Wednesday, 15 February 2017

We Understand So Little of Ourselves


We understand so little of ourselves,
While others live in many-mirrored halls,
We stare minutely at the cracks in bricks,
At spaces in between the cracks in walls.

We do not hear them when they call our name,
We sit there lost in silent, private thought,
The twisted nets they give us do not work,
The shadows which we chase cannot be caught.

And others have their truth but do not know it,
For knowing’s only found after a fall.
We understand so little of ourselves,
It seems we are not anything at all.

Sunday, 12 February 2017

Monstrous Wave (Unfinished)


Behind me rose a wave, a monstrous wall,
A childhood wide, a thousand nightmares tall.
A vision from the madness in my head,
And equal to the fearfulness and dread
You’d find in Hell. Behind me stood the wave –

Whilst I, astride some watery steed, charged forth
Towards that awful end that waits for all.
I roared my final words into the into the void,
Defiant and determined to be heard;
And as those words like giant storm clouds swirled –
                                                Above me broke the wave.

I’m not sure where it goes from here. I wasn’t particularly pleased with it: there’s plenty of energy in it, but it seems dated and melodramatic (which I suppose complements the image: sea see below).

The final appearance of the refrain, at the end of the poem, is written in my notebook: ‘Around me crashed the wave’, so perhaps there was an unconscious reason to comply with Paul Valery’s notion that ‘Poems are never finished, only abandoned...’ 


Saturday, 11 February 2017

Now We Are Ten

Two people stand outside the train.
They wave goodbye. They wave again.
They wave once more. They call a loud,
‘Goodbye!’ They walk towards a crowd
Of other parents who, today,
Are sending children far away.
Departure brings a separation
From childhood left at King’s Cross Station.

Wednesday, 8 February 2017

Left Blank


The poem had begun. The bond between
a father and his son... was all that I
could write before, again, I drew that blank:
that nothingness that clouds my thoughts,
that stills my pen. Deep breath. Let’s start. Again.
That bond between a father and his son...
But no. That big black line, where ‘Father’s Name’
should be – that thick black line which speaks to me
of emptiness, of space between, of loss,
of gaps that can’t and won’t be bridged, of words
I know do not exist – that line was drawn
through all the words I could not write; crossed out
before I’d even written them. Instead,
I added two lines of my own to fill
that space, left blank, where father’s name should be:
Two people looking at the stars at night,
as far apart as two points in the sky.
Two uncrossed lines, now written down, I looked
at them and knew at last the thing was done:
the bond between that father and this son.

Wednesday, 1 February 2017

Radiators/Triangles


I walk into a room where everyone is made of triangles and recite a poem which I compose off the top of my head:

A good triangle is hard to find these days.
But why you do insist on punching holes
in radiators? Surely no one knows.
I can’t think why you’d want to punch those holes;
it smacks of pointless desperation.
We are the Kings and Queens of all we see,
which wouldn’t seem so splendid were it not
for one sad fact: yes, all of us are blind.

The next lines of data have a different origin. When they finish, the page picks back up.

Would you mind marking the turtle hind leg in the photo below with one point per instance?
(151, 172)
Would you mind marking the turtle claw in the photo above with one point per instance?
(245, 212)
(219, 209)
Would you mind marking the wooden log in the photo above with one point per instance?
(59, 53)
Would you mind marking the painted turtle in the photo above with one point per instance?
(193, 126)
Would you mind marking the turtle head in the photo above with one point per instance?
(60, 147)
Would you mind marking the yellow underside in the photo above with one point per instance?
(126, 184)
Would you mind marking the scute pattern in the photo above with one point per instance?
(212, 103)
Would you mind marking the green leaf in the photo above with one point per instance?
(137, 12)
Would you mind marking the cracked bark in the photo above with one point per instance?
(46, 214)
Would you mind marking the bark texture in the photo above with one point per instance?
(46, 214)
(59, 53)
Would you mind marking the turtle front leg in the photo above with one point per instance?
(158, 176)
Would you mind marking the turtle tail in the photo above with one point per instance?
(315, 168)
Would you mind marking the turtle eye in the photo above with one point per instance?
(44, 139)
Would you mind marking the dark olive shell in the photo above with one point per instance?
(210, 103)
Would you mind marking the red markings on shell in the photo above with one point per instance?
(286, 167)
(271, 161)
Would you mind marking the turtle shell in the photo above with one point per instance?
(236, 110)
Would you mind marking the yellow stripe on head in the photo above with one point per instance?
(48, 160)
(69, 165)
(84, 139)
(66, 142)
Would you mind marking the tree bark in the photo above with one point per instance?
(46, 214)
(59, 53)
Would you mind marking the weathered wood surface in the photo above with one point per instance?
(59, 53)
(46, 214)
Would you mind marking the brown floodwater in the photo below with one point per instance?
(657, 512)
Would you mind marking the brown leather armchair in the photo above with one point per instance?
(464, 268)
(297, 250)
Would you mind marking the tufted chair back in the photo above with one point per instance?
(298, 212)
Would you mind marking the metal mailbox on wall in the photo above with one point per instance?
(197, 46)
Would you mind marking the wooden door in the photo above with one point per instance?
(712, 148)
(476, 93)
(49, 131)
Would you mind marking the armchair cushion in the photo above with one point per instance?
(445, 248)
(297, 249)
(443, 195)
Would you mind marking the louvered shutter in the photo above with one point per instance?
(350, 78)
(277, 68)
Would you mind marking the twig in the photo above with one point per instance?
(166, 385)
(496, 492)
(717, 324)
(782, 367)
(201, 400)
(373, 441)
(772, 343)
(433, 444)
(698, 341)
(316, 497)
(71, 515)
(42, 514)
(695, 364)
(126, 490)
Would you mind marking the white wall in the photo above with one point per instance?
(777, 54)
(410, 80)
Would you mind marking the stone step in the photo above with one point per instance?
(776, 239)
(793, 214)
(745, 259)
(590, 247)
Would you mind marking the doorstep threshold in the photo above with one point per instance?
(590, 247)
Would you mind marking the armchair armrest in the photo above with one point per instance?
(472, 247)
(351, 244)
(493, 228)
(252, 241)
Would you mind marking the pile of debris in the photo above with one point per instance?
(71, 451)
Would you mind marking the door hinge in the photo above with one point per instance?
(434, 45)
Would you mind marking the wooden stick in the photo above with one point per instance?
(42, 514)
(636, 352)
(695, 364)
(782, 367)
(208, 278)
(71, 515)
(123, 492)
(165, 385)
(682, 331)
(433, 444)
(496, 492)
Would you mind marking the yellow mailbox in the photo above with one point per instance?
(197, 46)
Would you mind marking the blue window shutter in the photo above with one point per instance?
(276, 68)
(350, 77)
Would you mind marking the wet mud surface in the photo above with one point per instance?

Everyone pauses from their act of punching holes in radiators to offer their applause. I see that I am now finding it difficult to talk in prose; like that time we went on a bungee jumping holiday; finding places of outstanding natural boredom; celebrating our arrivals by dousing everything in petrol before we hid in expectation of surprising any passing ramblers who threw their fag ends to the ground. There are worse things to do than punching radiators.

Everyone coughs nervously as I realise that I’ve just said all of that out loud and not simply written it while lying on my bed, as I had supposed to be the case.

‘Fucking triangles,’ I say, and punch a radiator on my way out.